Da notare che la giunta trentina è leghista come è leghista Zaia, e ha approvato una mozione del Pd: stranezze della politica. Sono più di cent’anni che si parla di realizzare una diga sul Vanoi, ma fino ad oggi nulla è stato possibile costruire, soprattutto a causa della geologia locale, in particolare dei terreni franosi in cui il corso d’acqua scorre. In compenso, nel bacino del torrente Cismòn, tributario del fiume Brenta, sono stati realizzati nel secolo scorso ben sei invasi: Fortebuso, Val Noana e Val Schenèr in Trentino e Ponte Serra, Senaiga e Corlo in Veneto.
Dicevamo della pericolosità dei versanti. In proposito giova riportare un passaggio della nota del 18/05/2023 dell’allora Assessore all’ambiente della Provincia autonoma di Trento: “A queste considerazioni si aggiunge anche l’evidenza della pericolosità dell’area dove è prevista la costruzione del serbatoio, connotata perlopiù da pericolosità massima (P4) della carta di sintesi della pericolosità provinciale (approvata con deliberazione della Giunta provinciale n.1317 del 4 settembre 2020) dovuta a potenziali crolli ed alla particolare situazione lito geomorfologica dei versanti oltre che naturalmente dalla massima pericolosità fluviale/torrentizia.” Ma questo non sembra costituire un ostacolo per il soggetto che lo sbarramento lo vuole fortissimamente, e cioè il Consorzio di Bonifica Brenta con sede a Cittadella (Padova), anch’esso a guida centrodestra.

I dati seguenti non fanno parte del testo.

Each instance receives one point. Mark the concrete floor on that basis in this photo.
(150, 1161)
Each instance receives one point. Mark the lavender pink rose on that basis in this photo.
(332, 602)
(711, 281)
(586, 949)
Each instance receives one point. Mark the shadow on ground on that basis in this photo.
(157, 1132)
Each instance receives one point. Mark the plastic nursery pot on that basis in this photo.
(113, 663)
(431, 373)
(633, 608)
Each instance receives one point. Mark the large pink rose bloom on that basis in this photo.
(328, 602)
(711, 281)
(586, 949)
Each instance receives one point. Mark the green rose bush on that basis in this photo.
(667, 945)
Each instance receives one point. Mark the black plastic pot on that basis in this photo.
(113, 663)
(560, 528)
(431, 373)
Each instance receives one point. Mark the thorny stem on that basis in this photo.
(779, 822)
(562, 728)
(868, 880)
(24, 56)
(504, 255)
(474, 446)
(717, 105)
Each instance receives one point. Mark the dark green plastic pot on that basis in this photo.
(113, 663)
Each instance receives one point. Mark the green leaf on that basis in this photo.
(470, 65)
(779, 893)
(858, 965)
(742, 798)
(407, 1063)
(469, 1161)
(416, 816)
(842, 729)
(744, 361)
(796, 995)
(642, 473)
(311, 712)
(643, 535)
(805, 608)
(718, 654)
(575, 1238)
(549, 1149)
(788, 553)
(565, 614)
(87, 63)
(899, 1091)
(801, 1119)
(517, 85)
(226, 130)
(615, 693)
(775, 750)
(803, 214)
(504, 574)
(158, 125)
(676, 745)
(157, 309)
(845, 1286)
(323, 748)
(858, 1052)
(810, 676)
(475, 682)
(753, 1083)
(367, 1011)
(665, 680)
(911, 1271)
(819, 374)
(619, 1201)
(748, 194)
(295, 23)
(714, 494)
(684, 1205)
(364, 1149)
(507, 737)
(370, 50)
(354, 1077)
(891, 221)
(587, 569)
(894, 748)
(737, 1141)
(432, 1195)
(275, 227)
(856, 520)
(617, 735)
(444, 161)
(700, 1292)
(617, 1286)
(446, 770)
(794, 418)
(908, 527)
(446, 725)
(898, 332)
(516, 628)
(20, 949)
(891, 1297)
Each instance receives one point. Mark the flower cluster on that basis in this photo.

Consorzio che ha comunque indetto una gara per la progettazione dell’opera.
Capita spesso, anzi sempre più spesso, che prima si pensi di realizzare delle grandi opere e solo in seguito a come giustificarle. Qui la giustificazione sarebbe la creazione di una riserva di risorsa idrica per la pianura, ma anche una centralina idroelettrica dalla portata irrisoria (molto meno di 2 megawatt). Così, con la scusa di portare eventuale acqua in pianura (ovviamente non si parla di risparmiare acqua in pianura o di risanare le reti idriche colabrodo o di dragare la ghiaia e il limo dai bacini esistenti) si causerebbe un disastro ambientale di immani proporzioni: il Vanoi è uno dei pochi corsi d’acqua integri del Nord-Est, tant’è che è habitat della trota marmorata, è frequentato da escursionisti e kayakisti.
Un’opera che necessita del consenso di due regioni, un’opera in un ambiente integro, un’opera che se non si è realizzata fino ad oggi perché la si ritiene pericolosa, eppure si spendono soldi pubblici per la sua progettazione. Mi viene un dubbio: sarà perché invece che acqua, dal cielo di questi tempi piovono i soldi del Pnrr?